S&T245号:三国同盟戦争を入手

bqsfgame2008-09-10

中南米ゲームの番外編と言ったところだろうか。
ところで、新大陸での軍事紛争で最大のものは?‥と言ったらおわかりだろうか。ウォーゲーマーであれば冷静に考えれば間違えない質問ではないかと思う。合衆国内戦、いわゆる南北戦争である。
さて、新大陸での軍事紛争で二番目に大きいものは?‥と言うと、これは新大陸史に専門的な興味がないと答えられないのではないかと思う。わたしは全然わからなかった。答えは、この三国同盟戦争である。
Wikipediaの記事が良くまとまっているので、俄か勉強したのだが実はこの辺りのラテンアメリカ史は非常に面白い。それぞれの国が、それぞれに自国の発展を求めて模索しており、しかも各国とも内情が安定していない。他国との紛争になると相手の内情を利用したりするので、それによるクーデターなども容易に発生する。そして、ほとんどの国を影で経済支配している欧州の黒幕、英国の存在がしばしば垣間見える。

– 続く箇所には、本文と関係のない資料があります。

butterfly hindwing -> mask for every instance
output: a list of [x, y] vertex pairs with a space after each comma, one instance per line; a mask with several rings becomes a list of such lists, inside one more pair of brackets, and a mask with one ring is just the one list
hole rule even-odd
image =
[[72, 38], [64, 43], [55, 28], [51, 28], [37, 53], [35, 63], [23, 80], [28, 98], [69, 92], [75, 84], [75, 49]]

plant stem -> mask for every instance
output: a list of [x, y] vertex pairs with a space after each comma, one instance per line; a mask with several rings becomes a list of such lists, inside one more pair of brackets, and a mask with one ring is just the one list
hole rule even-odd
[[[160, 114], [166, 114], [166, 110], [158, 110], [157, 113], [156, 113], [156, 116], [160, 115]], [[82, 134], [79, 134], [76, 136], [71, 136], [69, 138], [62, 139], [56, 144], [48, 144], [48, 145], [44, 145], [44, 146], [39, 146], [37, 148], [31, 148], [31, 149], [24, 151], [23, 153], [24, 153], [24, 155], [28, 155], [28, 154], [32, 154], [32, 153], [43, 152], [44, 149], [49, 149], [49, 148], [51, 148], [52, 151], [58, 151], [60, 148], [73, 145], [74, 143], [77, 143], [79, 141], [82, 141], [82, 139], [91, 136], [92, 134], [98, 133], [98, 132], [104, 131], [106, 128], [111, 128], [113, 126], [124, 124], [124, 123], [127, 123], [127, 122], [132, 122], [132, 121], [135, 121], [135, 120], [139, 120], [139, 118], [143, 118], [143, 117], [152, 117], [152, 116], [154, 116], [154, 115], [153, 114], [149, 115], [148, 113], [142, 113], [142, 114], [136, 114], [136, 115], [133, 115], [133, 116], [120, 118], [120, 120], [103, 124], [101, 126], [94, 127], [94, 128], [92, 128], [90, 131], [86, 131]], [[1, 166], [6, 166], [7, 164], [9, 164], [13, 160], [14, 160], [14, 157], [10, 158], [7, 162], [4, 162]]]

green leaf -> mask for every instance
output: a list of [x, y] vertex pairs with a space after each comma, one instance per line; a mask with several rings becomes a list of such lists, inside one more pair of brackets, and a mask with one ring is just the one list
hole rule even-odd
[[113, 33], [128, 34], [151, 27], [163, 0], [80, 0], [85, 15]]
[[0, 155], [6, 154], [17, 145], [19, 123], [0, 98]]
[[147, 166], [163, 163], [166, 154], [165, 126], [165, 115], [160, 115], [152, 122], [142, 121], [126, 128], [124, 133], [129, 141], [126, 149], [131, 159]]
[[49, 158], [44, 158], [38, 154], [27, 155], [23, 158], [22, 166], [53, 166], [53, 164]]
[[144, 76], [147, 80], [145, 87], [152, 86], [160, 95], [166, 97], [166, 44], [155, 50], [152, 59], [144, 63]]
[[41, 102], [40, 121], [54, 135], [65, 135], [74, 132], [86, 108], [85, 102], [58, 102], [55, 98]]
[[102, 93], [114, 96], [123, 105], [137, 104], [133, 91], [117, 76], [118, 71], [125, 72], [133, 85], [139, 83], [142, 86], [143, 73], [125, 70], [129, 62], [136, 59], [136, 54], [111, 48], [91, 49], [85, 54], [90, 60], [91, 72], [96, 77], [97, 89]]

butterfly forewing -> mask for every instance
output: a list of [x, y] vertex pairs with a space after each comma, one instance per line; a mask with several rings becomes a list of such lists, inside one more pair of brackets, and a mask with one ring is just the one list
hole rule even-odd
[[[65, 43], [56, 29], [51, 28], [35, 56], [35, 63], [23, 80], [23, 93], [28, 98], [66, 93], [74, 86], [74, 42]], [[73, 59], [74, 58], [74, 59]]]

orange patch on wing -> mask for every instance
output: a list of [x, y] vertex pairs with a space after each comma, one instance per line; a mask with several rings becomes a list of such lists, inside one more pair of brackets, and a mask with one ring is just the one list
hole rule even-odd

ブラジルとアルゼンチンという南米の東側の二大大国の間には、ウルグアイパラグアイという二つの干渉国家が存在していた。ところが、ウルグアイはブラジル寄りのブランコ党とアルゼンチン寄りのコロラド党が争う不安定な弱小国家だったのだが‥。
意外なことにパラグアイは1811年の独立以降、自力での開放・近代化政策で小粒ながらもピリリと辛い国家を形成しており、人口50万人ほどの国家でありながら予備役まで含めれば6万人という南米最強の軍隊を擁していた。
ウルグアイの内戦の混迷から、時のウルグアイ政権がパラグアイに援助を求めたことから三国同盟戦争は始まっていくことになる。パラグアイの思惑としては、ウルグアイ政権を援助して介入し、アルゼンチンからの援助も取り付けてブラジル帝国に対して優勢に戦局を進め、南米内でのポジションを大きくし発言権を獲得しようと考えていたらしい。
残念ながらアルゼンチンの反体制派に密約を反故にされ、ウルグアイでもパラグアイ寄りの政権が倒れてしまい、結果的にはブラジル+アルゼンチン+ウルグアイ三国同盟を相手にパラグアイは孤軍奮闘するという最悪のシナリオになってしまう。この背景には、南米諸国に多額の借款を貸し付けて間接支配していながら、唯一、独力近代化を成し遂げ支配力が及ばないパラグアイを快く思わないイギリスの思惑があったと言う。
パラグアイは徹底抗戦を続け、国民の過半を失うところまで戦って敗北、南米の孤高の近代化国家の挑戦は圧倒的な包囲網の前に潰え去ることとなった。
しかしながら、この戦争の結果によりブラジルでは帝政の力が弱まることとなり、アルゼンチンでは近代化が進むこととなった。結果としてラテンアメリカでは歴史のフェイズが一つ進んだと言えるのかも知れない。もちろんそのためには、ラテンアメリカ諸国がイギリスの借款支配から離脱することが必要となる。
その物語は欧州でのもっと大きな戦争(第一次世界大戦)と絡んで語られることとなっていくのだろう。
こうしてパラグアイの歴史を見てみると、その国家としての魅力的な在り方が感じられ、この三国同盟戦争での孤高の抵抗には大いに心揺さぶられるものがある。
ちなみにデザイナーは最近、台頭著しいハビエル・ロメロだ。最新作のスペイン内戦は日本のゲームショップでも話題作として紹介されている。彼が登場したことで、従来はアメリカのゲームシーンでは扱われにくかったスペイン語文献を読む必要のあるラテンアメリカイベリア半島周りの戦役にスポットライトが当りつつあるようだ。
先日の「コンキスタドール」ではないが、新大陸発見史ではスペインとポルトガルが先行したことなどもあり、本当は16世紀から19世紀に至る世界の紛争史ではスペイン語ポルトガル語圏を抜きには語れないのではないかという気もする。
その意味でロメロの今後の活躍から目が離せないと思う。